Both mythical and terrifying, Little Wolves is a beautifully written tale of extremes, of lives spent in a harsh wilderness beset by drought or blizzard: Lone Mountain, Minnesota. Pregnant Clara Warren, one-time scholar of early Anglo-Saxon literature, has urged her husband, a Lutheran minister, to accept this distant post, drawn to the story of her own beginnings in this place—a mother who dies in the snow, her baby wailing nearby. Clara recalls the fables woven by her father to explain her survival in the world, tales of infants rescued by wolves, a history made of mythology and vague images, but never the true details of her mother's death or her rescue as an infant.

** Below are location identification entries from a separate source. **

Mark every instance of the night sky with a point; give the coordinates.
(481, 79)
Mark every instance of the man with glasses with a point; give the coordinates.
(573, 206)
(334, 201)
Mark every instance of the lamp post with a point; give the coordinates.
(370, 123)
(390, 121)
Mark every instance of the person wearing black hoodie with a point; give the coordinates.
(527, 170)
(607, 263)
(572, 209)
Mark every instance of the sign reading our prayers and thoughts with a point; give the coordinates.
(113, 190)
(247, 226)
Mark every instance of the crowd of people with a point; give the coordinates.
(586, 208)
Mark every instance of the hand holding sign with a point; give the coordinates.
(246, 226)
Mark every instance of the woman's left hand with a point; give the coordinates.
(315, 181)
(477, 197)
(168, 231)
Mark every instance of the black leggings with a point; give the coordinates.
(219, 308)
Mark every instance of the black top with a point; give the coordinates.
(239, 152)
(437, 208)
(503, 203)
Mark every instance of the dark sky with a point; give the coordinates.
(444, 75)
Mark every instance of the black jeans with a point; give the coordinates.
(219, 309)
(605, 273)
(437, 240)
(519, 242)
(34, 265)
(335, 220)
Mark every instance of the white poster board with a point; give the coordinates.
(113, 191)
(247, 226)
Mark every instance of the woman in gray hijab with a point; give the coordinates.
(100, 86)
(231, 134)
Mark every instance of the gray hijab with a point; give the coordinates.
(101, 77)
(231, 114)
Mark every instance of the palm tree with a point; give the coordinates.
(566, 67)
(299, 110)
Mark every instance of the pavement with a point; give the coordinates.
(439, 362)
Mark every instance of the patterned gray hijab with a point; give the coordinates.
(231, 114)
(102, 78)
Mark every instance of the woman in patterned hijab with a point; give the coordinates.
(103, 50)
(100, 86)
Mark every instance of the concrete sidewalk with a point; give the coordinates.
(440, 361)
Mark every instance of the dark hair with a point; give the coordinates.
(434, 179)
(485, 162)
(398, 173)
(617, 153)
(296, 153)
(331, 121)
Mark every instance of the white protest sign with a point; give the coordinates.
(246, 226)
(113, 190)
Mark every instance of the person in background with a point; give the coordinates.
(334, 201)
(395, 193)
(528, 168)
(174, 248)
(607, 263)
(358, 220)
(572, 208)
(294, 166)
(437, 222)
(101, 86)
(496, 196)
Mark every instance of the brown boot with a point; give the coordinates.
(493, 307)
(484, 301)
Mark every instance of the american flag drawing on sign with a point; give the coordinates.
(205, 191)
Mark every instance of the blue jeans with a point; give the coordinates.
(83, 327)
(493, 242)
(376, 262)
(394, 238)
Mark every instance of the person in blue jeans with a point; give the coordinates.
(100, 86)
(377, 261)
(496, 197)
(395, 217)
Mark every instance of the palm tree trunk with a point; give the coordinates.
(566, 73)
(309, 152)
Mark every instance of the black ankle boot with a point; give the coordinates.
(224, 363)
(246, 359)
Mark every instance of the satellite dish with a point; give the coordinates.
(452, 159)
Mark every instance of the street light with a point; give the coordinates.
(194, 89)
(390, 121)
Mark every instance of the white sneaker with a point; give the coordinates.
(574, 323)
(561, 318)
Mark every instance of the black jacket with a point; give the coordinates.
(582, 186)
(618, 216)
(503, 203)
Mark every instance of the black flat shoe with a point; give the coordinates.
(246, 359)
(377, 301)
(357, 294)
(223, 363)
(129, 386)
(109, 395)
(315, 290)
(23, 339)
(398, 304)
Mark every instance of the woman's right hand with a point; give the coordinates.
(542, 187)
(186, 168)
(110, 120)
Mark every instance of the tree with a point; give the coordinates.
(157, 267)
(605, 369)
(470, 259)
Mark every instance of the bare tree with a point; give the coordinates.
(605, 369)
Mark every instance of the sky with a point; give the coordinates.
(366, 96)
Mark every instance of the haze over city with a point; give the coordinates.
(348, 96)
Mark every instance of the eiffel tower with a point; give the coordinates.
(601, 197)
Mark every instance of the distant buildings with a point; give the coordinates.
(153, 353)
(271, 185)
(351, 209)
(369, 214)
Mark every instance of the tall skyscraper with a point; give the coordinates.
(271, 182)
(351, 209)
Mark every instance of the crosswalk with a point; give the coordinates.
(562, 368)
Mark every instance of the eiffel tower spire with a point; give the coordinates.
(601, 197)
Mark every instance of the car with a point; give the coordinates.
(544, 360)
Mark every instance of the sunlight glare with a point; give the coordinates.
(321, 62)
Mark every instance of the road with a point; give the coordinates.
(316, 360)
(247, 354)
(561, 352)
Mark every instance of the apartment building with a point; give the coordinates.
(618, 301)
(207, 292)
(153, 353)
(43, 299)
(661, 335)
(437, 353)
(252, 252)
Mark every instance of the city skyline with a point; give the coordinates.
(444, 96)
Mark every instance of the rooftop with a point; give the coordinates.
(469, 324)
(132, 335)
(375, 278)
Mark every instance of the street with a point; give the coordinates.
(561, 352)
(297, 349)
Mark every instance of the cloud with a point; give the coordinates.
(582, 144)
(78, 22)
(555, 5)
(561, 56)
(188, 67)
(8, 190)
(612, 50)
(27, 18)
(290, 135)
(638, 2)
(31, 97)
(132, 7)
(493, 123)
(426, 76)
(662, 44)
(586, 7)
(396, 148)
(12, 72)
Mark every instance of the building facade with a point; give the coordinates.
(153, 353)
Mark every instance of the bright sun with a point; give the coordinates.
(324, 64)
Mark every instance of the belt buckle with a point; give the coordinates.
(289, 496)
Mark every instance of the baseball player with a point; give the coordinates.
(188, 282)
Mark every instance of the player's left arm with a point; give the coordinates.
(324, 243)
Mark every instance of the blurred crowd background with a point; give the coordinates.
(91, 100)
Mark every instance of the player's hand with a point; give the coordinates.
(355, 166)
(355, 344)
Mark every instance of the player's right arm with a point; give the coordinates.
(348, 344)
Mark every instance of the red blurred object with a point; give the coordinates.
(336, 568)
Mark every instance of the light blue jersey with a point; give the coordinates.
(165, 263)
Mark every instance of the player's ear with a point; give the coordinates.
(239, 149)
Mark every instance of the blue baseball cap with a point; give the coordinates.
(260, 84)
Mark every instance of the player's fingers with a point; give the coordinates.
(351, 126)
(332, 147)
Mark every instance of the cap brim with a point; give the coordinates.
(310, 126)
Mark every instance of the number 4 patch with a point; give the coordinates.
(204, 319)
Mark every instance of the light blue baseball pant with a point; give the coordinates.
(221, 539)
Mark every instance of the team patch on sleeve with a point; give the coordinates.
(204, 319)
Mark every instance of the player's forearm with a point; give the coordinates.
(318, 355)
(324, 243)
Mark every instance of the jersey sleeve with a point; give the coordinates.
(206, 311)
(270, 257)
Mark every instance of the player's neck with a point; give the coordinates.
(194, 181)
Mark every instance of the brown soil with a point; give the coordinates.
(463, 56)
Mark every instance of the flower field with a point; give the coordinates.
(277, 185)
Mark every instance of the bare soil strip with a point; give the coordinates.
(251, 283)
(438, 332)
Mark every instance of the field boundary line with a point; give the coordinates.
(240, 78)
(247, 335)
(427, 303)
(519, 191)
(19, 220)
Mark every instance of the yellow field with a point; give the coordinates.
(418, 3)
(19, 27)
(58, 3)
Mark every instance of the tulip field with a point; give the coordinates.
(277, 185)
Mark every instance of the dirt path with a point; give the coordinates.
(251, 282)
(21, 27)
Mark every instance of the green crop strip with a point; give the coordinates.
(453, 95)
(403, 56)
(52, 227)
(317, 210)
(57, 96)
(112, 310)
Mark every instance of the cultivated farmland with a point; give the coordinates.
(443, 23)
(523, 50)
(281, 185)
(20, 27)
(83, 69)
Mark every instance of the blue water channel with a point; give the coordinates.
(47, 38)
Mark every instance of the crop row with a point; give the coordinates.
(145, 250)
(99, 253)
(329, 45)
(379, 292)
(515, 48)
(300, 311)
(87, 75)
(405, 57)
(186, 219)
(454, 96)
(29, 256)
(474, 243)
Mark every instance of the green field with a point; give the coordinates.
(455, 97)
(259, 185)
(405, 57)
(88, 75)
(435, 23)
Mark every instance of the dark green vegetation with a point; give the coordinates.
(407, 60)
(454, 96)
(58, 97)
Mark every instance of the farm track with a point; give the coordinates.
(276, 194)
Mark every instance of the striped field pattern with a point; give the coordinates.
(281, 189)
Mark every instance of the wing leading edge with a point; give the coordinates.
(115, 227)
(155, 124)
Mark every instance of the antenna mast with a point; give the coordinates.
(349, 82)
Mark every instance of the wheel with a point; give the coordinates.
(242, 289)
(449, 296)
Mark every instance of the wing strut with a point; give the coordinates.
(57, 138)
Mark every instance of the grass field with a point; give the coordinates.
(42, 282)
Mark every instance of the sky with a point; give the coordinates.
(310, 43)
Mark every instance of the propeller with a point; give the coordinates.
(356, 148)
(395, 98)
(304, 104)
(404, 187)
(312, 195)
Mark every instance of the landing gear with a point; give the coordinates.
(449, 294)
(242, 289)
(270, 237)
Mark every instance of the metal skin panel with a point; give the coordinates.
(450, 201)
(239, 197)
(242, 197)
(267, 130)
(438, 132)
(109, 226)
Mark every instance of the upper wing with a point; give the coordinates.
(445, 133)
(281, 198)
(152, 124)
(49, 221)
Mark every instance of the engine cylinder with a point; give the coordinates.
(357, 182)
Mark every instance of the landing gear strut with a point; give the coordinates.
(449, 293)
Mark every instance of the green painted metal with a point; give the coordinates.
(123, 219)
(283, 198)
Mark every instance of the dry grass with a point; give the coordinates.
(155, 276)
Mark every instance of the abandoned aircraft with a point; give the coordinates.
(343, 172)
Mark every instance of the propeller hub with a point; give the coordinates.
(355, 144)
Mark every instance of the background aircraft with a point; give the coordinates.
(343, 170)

When teenaged Seth Fallon stalks through Lone Mountain carrying a loaded rifle, he stops to knock at Clara's door. She freezes in place in the basement, filled with apprehension and unable to answer. Seth continues on, shooting the sheriff point blank in his patrol car. Seth's lifeless body is discovered later in a field of corn, assumed dead from a self-inflicted gunshot, his pockets full of unspent shells. The town reacts with outrage. Seth is to be buried outside sacred ground, forever an infamous murderer. The sheriff's two sons are left fatherless, their mother mentally ill and housebound.
While the strangely prescient Clara—and the mystery of her beginnings—are the heart of this story, a parallel theme evolves in the reaction of Seth's father, Grizz Fallon, to word of his son's final actions. A rough-hewn individual who loved his son deeply and raised him single-handed after the boy's mother died. Grizz pondered how to breach the distance between them as Seth withdrew into adolescence, leaving the man with sore regrets at his failure. When the wolves draw near in search of Seth, who rescued and protected them, Grizz feels his wounds afresh and worries for the animals should they wander near town. Clara hears the wolves and seeks them out, though they are cautious.
An act of redemption arrives in the guise of another boy, the sheriff's younger son. Given the peculiarity of their first meeting, Grizz begins a tentative relationship with the young boy, who has a learning disability, before it is abruptly ended by his older brother. This unexpected crossing of paths will bear fruit in time, will beget an act of mercy in a moment of great danger. But boy and bereaved father are unaware of this fragile bond when first they meet, the boy tumbling to Grizz's feet in an act of mischief.
Everything about this novel is memorable: its remote setting; the vivid, damaged characters; the questing Clara blooming with child, teacher and near-friend to Seth; Grizz Fallon, grieving father acting to protect his son even after death; a minister struggling to communicate with his reluctant flock. Maltman's prose is vivid and evocative, rendering place and event in striking images, from Clara's fable strewn memories to Fallon's determination to give his son a proper burial. There is mystery, danger and horror in Lone Mountain, ugly secrets to be exposed, the commonplace cruelties of rural life and the twisting of the human psyche perpetrating monstrous acts on the helpless, a young man marching through the streets with a loaded rifle and a young woman about to learn her mother's tragic story. This is a novel to be shared and savored, fiction at its finest, infused with tragedy and truth.